Data mining with postgres in production environment - is there a better way? Data mining with postgres in production environment - is there a better way? postgresql postgresql

Data mining with postgres in production environment - is there a better way?


Do you really do data mining (as in: classification, clustering, anomaly detection), or is "data mining" for you any reporting on the data? In the latter case, all the "modern data mining tools" will disappoint you, because they serve a different purpose.

Have you used the indexing functionality of Postgres well? Your scenario sounds as if selection and aggregation are most of the work, and SQL databases are excellent for this - if well designed.

For example, materialized views and triggers can be used to process data into a scheme more usable for your reporting.


There are a thousand ways to approach this issue but I think that the path of least resistance for you would be postgres replication. Check out this Postgres replication tutorial for a quick, proof-of-concept. (There are many hits when you Google for postgres replication and that link is just one of them.) Here is a link documenting streaming replication from the PostgreSQL site's wiki.

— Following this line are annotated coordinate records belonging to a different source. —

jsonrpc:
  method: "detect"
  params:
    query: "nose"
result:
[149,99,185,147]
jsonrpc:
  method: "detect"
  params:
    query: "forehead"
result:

I am suggesting this because it meets all of your criteria and also stays withing the bounds of the technology you're familiar with. The only learning curve would be the replication part.

Replication solves your issue because it would create a second database which would effectively become your "read-only" db which would be updated via the replication process. You would keep the schema the same but your indexing could be altered and reports/dashboards customized. This is the database you would query. Your main database would be your transactional database which serves the users and the replicated database would serve the stakeholders.

This is a wide topic, so please do your diligence and research it. But it's also something that can work for you and can be quickly turned around.


If you really want try Data Mining with PostgreSQL there are some tools which can be used.

  1. The very simple way is KNIME. It is easy to install. It has full featured Data Mining tools. You can access your data directly from database, process and save it back to database.

  2. Hardcore way is MADLib. It installs Data Mining functions in Python and C directly in Postgres so you can mine with SQL queries.

Both projects are stable enough to try it.